Dominic Bareham, senior reporter
Thursday, December 13, 2012
Councillors spoke of their delight after a Norfolk town received initial funding as part of the first stage towards potentially securing £1.5m of lottery funding to regenerate an old part of the town.
Earlier this month, Diss Heritage Partnership received £60,900 of heritage lottery funding to develop plans to improve the Heritage Triangle area of the town in Market Hill and St Nicholas Street, which includes the Corn Hall, museum and St Nicholas Church.
Once the plans have been completed, an application will be made for a full Heritage Lottery grant between August and November 2013 and if the partnership is successful it could receive the rest of the £1,522,300.

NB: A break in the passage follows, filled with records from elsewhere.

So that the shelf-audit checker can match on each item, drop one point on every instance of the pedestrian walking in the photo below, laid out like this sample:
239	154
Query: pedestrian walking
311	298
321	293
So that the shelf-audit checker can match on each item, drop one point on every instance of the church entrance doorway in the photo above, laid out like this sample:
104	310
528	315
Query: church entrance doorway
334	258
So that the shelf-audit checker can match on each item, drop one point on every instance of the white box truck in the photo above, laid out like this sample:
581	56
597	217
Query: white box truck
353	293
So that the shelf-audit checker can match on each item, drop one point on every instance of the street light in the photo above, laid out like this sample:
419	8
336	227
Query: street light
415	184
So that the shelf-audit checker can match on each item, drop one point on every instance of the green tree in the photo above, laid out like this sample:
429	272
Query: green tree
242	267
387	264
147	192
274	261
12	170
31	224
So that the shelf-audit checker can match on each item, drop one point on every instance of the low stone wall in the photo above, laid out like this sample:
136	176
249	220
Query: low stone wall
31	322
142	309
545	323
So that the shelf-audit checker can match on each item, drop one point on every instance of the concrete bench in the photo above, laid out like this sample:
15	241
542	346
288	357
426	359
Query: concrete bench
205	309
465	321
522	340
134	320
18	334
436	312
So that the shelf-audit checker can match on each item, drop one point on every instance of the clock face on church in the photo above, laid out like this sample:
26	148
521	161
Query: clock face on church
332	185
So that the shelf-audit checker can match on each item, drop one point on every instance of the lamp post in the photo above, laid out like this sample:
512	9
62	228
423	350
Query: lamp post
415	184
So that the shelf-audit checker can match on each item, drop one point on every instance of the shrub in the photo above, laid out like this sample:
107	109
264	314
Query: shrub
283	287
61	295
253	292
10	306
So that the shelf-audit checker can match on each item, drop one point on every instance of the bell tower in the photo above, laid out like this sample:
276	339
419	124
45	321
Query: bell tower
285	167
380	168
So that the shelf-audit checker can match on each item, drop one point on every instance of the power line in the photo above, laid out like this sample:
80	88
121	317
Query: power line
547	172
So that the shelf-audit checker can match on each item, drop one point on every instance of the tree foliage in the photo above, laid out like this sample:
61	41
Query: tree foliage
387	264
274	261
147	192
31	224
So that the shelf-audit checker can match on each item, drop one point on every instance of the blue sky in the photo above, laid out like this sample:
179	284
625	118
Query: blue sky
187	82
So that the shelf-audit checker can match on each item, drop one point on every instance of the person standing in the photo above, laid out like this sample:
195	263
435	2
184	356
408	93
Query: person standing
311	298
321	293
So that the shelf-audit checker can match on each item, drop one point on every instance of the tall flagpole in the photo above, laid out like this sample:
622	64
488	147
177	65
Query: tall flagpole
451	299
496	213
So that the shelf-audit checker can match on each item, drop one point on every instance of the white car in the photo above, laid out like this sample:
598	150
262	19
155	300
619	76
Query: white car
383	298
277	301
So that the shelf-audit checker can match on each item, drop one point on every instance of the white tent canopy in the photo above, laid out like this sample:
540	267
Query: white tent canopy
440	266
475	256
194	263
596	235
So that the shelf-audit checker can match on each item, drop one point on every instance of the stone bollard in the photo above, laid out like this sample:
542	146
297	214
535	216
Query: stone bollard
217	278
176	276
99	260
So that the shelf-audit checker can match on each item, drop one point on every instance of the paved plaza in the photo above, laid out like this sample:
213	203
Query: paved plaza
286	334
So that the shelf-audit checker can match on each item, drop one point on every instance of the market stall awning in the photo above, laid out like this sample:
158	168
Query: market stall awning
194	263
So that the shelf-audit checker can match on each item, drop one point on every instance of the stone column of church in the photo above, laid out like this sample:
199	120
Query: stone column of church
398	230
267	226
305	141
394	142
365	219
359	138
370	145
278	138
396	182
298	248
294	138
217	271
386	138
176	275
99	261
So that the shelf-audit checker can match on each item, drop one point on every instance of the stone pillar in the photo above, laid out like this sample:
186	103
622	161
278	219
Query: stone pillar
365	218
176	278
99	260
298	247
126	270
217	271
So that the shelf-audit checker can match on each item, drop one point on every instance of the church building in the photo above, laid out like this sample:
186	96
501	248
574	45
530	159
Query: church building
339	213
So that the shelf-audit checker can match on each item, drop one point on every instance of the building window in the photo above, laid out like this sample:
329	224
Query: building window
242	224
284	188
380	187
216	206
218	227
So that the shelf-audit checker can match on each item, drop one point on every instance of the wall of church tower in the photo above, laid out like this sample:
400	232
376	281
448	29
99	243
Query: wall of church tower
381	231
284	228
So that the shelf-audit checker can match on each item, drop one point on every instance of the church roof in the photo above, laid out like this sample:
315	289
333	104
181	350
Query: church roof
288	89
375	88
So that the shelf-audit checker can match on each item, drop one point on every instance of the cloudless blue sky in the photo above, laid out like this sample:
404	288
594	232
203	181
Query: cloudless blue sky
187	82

The town’s mayor Graham Minshull told a town council meeting on Wednesday he regarded the decision to award initial funding as a boost for the town, adding: “It seems to me that the town is going up and up at the moment.”

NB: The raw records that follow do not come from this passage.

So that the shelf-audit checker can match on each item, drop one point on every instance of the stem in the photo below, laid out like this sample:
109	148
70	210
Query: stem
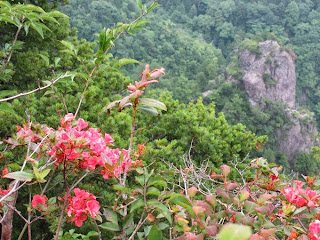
34	90
304	228
133	126
98	230
65	205
97	65
22	231
11	52
61	216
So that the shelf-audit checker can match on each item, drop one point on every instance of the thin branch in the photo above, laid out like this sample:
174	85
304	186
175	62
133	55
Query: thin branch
11	52
97	64
35	90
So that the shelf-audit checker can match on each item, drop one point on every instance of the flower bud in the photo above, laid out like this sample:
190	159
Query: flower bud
225	170
192	191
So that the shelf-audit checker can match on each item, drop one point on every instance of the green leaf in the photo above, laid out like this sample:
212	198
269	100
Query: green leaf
18	45
182	201
139	2
158	181
155	233
235	232
57	14
21	176
163	209
136	205
30	8
126	61
6	93
45	59
110	226
14	166
68	45
36	173
44	173
140	180
102	40
149	110
153	7
5	4
38	29
56	61
6	107
110	216
153	191
121	188
128	221
153	103
8	20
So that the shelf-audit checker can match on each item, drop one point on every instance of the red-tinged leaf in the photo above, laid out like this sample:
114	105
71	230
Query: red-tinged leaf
220	192
267	233
256	237
246	220
212	230
264	197
244	195
265	210
110	216
231	185
250	206
123	102
21	176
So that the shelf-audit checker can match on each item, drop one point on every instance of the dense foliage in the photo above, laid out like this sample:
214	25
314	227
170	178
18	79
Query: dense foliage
169	169
196	42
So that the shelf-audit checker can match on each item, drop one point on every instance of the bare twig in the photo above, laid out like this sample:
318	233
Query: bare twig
35	90
11	52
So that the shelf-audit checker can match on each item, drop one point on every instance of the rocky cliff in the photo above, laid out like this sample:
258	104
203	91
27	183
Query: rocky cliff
270	74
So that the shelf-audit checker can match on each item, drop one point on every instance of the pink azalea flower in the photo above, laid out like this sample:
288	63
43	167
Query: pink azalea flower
81	124
38	199
314	230
81	206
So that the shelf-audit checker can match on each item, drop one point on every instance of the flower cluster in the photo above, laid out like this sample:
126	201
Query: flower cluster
39	202
314	230
82	205
138	88
301	197
86	148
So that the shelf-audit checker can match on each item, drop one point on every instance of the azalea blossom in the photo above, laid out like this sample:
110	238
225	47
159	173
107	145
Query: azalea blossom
82	206
38	199
314	230
301	197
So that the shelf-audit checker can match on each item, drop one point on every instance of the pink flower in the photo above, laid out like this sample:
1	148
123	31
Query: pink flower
301	197
82	206
192	191
82	124
38	199
225	170
314	230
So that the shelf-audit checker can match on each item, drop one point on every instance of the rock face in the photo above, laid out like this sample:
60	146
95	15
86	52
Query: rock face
299	136
269	75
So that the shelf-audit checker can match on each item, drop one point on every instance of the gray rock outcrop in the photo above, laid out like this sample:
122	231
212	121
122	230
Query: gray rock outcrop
269	75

Former Diss town councillor Glyn Walden said South Norfolk councillor Martin Wilby, who represents nearby Dickleburgh, had also expressed his delight at the decision.
Councillor Julian Mason also suggested a town councillor should be appointed to work with the partnership to help ease the workload in preparing the plans for the improvements to the Heritage Triangle.

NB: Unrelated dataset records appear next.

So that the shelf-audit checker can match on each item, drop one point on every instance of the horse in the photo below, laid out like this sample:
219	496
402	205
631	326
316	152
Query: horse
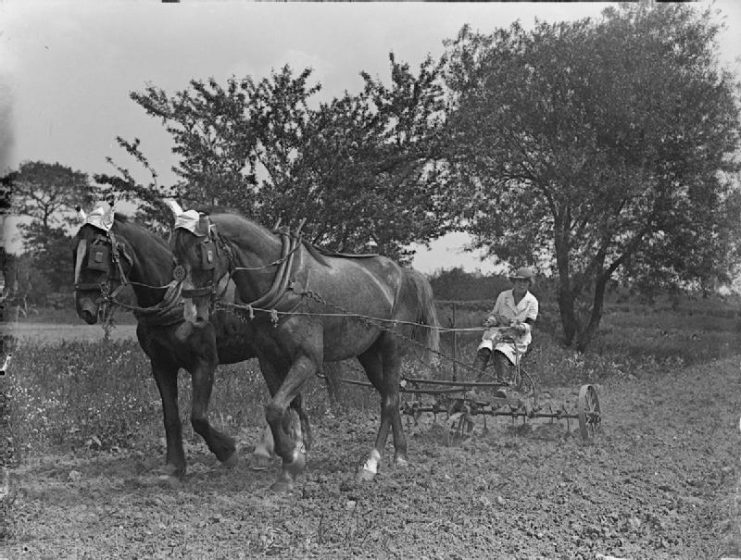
308	307
105	260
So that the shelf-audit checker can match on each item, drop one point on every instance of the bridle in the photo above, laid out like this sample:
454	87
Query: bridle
102	255
209	248
105	254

Town clerk Deborah Sarson said she would discuss the suggestion with the partnership.
If all goes to plan, the restored Corn Hall and Heritage Triangle should be completed by mid-2015.
The extensive programme of work at the Corn Hall includes restoring the main hall and council chamber and creating a new foyer and box office. A gallery above will support heritage displays and operate as a resource/study centre in partnership with the museum.
In the old town, street landscaping will create “squares” and areas where visitors can enjoy the Mere and the range of historic buildings in Diss, which will be researched and their stories linked to the development of the town.
Information boards, downloadable digital audio theatre and street performance are also planned, plus opportunities for local people to help with historic research, learn how to maintain heritage buildings, or to work as “explainers” for visitors on open days and at events.